Because when i tried to play the youtube-videos she had put up, all of them failed to play, displaying only "No longer available because of copyright restrictions by WMG".

By Lang Mack

on May 6, 2009 5:44 PM

Living in the bush I find that YouTube and the Internet is great as I can search for what I want then alert my friends in civilization ;) to look out for me. And I BUY.. If music Company's restrict what I wish to sample, I could not give a rats about them, I feel for the artist, as I can't get to hear, other than Radio, what I am interested in.
And, tell me the last time you've heard on radio,
Grey De Lisle
JP Jones
Joe Giltrap
Bap Kennedy
Rick Fines
The Felice Brothers
and many more, now I own their CD's, through being able to sample so the Company's should take note, I guess I would not be a one off..

Warner makes copyright claim against itself.
http://www.boingboing.net/2009/05/04/warner-music-to-warn.html

I was listening to the Sound Opinions podcast the other day and they were talking about a couple of court cases going on, one involving artists wanting more royalties from labels and the other labels wanting more royalties from radio stations. Naturally, labels are all against the first redistribution and all for the latter. They pointed out that for decades labels were desperate for radio to play their music -- this of course is where the whole idea of payola comes from. But now that radio is not the main conduit for breaking new music anymore they have decided to get all bullyboy and ring some more cents out of them.
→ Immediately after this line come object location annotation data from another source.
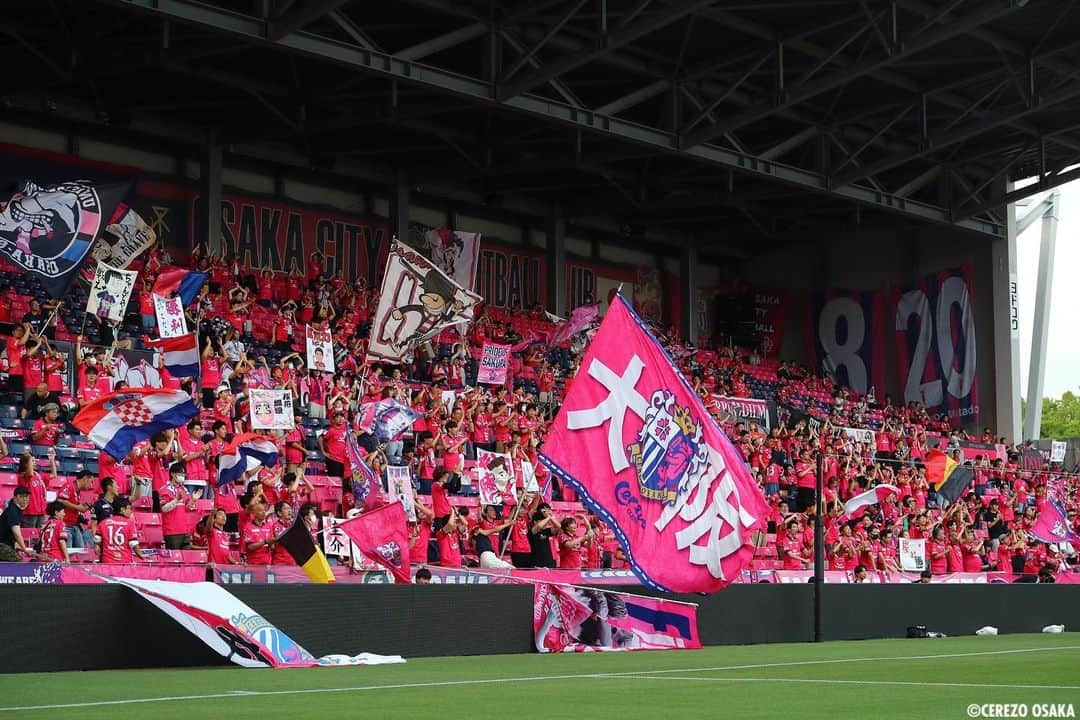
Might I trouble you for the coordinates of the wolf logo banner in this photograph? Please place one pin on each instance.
(637, 445)
(48, 230)
(417, 301)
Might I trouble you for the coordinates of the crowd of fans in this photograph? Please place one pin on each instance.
(252, 330)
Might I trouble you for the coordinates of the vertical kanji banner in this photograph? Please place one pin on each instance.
(846, 337)
(934, 322)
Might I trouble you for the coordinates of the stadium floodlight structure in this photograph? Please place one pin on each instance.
(1045, 209)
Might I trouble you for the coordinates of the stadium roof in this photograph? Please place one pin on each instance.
(770, 116)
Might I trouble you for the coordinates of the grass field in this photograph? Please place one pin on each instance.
(932, 678)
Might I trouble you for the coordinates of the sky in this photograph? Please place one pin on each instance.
(1063, 347)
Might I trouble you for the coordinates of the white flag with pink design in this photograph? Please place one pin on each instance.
(636, 444)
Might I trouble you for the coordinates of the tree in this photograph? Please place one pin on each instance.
(1061, 418)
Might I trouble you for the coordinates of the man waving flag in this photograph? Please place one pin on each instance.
(634, 440)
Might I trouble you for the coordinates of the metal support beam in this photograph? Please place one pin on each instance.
(933, 37)
(298, 17)
(208, 228)
(1006, 330)
(556, 261)
(966, 133)
(1040, 328)
(602, 44)
(394, 67)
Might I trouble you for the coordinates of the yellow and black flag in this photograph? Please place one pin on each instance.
(948, 477)
(299, 543)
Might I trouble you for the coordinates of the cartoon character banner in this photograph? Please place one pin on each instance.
(455, 253)
(934, 322)
(417, 300)
(494, 477)
(48, 229)
(110, 293)
(637, 445)
(320, 350)
(171, 320)
(271, 409)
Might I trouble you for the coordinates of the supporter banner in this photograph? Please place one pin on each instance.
(859, 435)
(847, 338)
(744, 409)
(416, 301)
(971, 449)
(494, 475)
(637, 445)
(265, 232)
(271, 409)
(648, 300)
(110, 291)
(590, 283)
(510, 277)
(934, 320)
(46, 230)
(231, 628)
(581, 620)
(455, 253)
(320, 347)
(913, 555)
(493, 364)
(171, 320)
(770, 311)
(400, 484)
(124, 240)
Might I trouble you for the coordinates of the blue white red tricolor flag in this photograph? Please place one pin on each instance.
(119, 420)
(246, 451)
(637, 445)
(180, 354)
(186, 283)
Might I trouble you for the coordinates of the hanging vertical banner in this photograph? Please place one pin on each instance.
(320, 350)
(846, 338)
(456, 254)
(171, 320)
(124, 240)
(770, 310)
(110, 293)
(271, 409)
(400, 484)
(493, 364)
(934, 321)
(494, 477)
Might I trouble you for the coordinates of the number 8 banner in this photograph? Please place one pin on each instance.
(846, 338)
(935, 343)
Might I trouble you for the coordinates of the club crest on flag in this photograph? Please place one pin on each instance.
(669, 447)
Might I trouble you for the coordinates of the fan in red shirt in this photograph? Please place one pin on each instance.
(53, 537)
(118, 534)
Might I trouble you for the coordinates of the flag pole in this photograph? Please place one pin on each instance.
(819, 553)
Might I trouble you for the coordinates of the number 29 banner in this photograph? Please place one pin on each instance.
(639, 448)
(934, 321)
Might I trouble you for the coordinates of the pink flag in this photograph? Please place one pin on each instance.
(1052, 525)
(580, 318)
(382, 535)
(637, 445)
I don't download music illegally and I am very sympathetic to artists who rightly feel they should be paid for their labour, but no sympathy for the major labels. Labels do not object to stealing from artists, they object to someone other than THEM stealing from artists.

The stupidest restriction I have seen recently though is the Nokia's Comes With Music music subscription service -- they will not even let me LOOK at their catalogue on the website b/c I'm on a Mac. I can't even LOOK at it!

they will not even let me LOOK at their catalogue on the website b/c I'm on a Mac. I can't even LOOK at it!

heh

I think you have failed to draw the correct moral lesson from this anecdote.